Тяжёлая она была, эта стружка, и от каждого прикосновения лопаты дымилась, воняя асфальтом. Павлу стало тепло, потом жарко, потом он стал задыхаться. Лоб покрылся бисером пота, голова кружилась, а в дыму, как в душегубке, продышаться совсем невозможно. «Согрелся, дурак, пьяница, перепойщик, — костил себя Павел весьма старательно и искренне. — Вот упаду сейчас, будет для всех представление».
— Фу-х, сил нет, — сказал пожилой рабочий через некоторое время. — Пойти, что ли, к лётке продышаться?
И очень кстати он это сказал. Они пошли искать по стенам лётку, но она сама дала о себе знать свежим сквозняком, несло в неё, точно как из вентилятора. Наслаждаясь, поглотали воздуха, присели на кирпичный выступ, который шёл под стеной, как завалинка у избы.

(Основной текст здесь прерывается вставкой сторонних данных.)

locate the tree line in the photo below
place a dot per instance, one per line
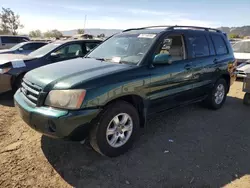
(10, 24)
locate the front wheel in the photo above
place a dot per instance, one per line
(217, 96)
(115, 129)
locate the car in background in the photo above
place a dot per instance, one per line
(242, 54)
(14, 66)
(234, 40)
(109, 94)
(7, 42)
(24, 48)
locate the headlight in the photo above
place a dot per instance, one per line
(4, 70)
(66, 99)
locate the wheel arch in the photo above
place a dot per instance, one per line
(227, 78)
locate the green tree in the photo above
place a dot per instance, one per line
(53, 34)
(9, 21)
(80, 31)
(35, 34)
(232, 35)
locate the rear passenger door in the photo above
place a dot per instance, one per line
(201, 53)
(9, 41)
(171, 84)
(89, 46)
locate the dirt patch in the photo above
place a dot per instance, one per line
(187, 147)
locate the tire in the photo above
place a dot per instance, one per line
(220, 89)
(106, 121)
(246, 99)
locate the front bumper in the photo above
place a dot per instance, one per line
(55, 122)
(5, 83)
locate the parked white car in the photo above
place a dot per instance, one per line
(242, 55)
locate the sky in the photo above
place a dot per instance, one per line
(115, 14)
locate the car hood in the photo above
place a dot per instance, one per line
(66, 74)
(6, 58)
(242, 56)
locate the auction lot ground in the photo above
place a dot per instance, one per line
(186, 147)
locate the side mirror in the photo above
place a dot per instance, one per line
(162, 59)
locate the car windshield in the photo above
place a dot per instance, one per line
(242, 47)
(17, 46)
(124, 48)
(44, 50)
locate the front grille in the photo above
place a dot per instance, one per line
(30, 91)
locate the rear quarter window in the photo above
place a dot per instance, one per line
(219, 45)
(199, 46)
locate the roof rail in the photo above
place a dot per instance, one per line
(167, 27)
(194, 27)
(148, 27)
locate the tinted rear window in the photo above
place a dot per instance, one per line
(219, 44)
(199, 46)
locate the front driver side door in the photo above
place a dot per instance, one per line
(171, 84)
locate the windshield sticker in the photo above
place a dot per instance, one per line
(150, 36)
(116, 59)
(18, 63)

Крайний кирпич под Павлом свалился. Он пошатал соседний кирпич, песочно-розовый, огнеупорный, — и тот легко вынулся и упал.
— Это что, вся домна так сложена? — испугался Павел.
— Да нет…— усмехнулся рабочий. — Эта кладка вроде буфера, «на убой», всё равно сразу выгорит… Да, скоро тут не посидишь. Знаете, реконструировали мы первую печь, разобрали всю до основания, а к лещади не подступись. Месяц ждали, чтоб остыла, наконец начали ковырять, а она, чуть ломом проковырни — красная, как уголь. Не хочет остывать! Так пришлось её, раскалённую, взрывать, не ждать же целый год.
Раскидывали долго, ровняли, топтались, и дым перестал валить, а уже шёл только лёгкий парок струйками. Круглая арена стала бархатно-чёрной, а вокруг — песочно-розовые стены, без начала и конца, по кругу, от чего теряется чувство расстояния и кружится голова.
Фантастическая розовая замкнутость эта уходила вверх, в невероятную высоту, в тьму, и поскольку запирающий её конус даже и не угадывался, всё это походило не то на внутренность какой-то чудовищной вавилонской гробницы, не то на иллюстрацию к фантастическим повестям, где герои блуждают в изогнутом пространстве…
— Эй, ты, комик, скажи Воробьёву, пусть шлаковые приборы ставит на место! — над самым ухом Павла закричал Николай Зотов, и всякая фантастика пропала: был просто горн, в котором шла подготовка к задувке, вот уж и шлаковые отверстия закрываются, скоро, скоро уже огонь…
«Берегись!» — орали сверху, просовывая в фурмы шпалы; они покачивались лениво, потом с гулом, как снаряды, летели вниз, шлёпались, толстые, как поросята, взбивая фонтаны чёрной стружки, сразу исковеркали ровную арену — старые шпалы, грязные и уродливые, с болтающимися железяками.
Люди жались под стенами, а сверху всё валилось это деревянное нашествие: балки, поленья, доски.
— Во дают! — сказал Зотов. — Они там обрадуются, со двора всё понесут.
— Эй, головорезы, тише, убьёте, я ж один сын у мамы!
— Калории поберегите!
— А мы сегодня в столовую ходили, — отвечали сверху, из дыры. — Давай, давай, я — во, подмогни немного!…
Вылезло громаднейшее бревно, кувыркаясь, сверзлось, ляпнуло прямо на доску, доска — в мелкие щепки.
— Что вы, куда глядите? Чуть доску не сломали!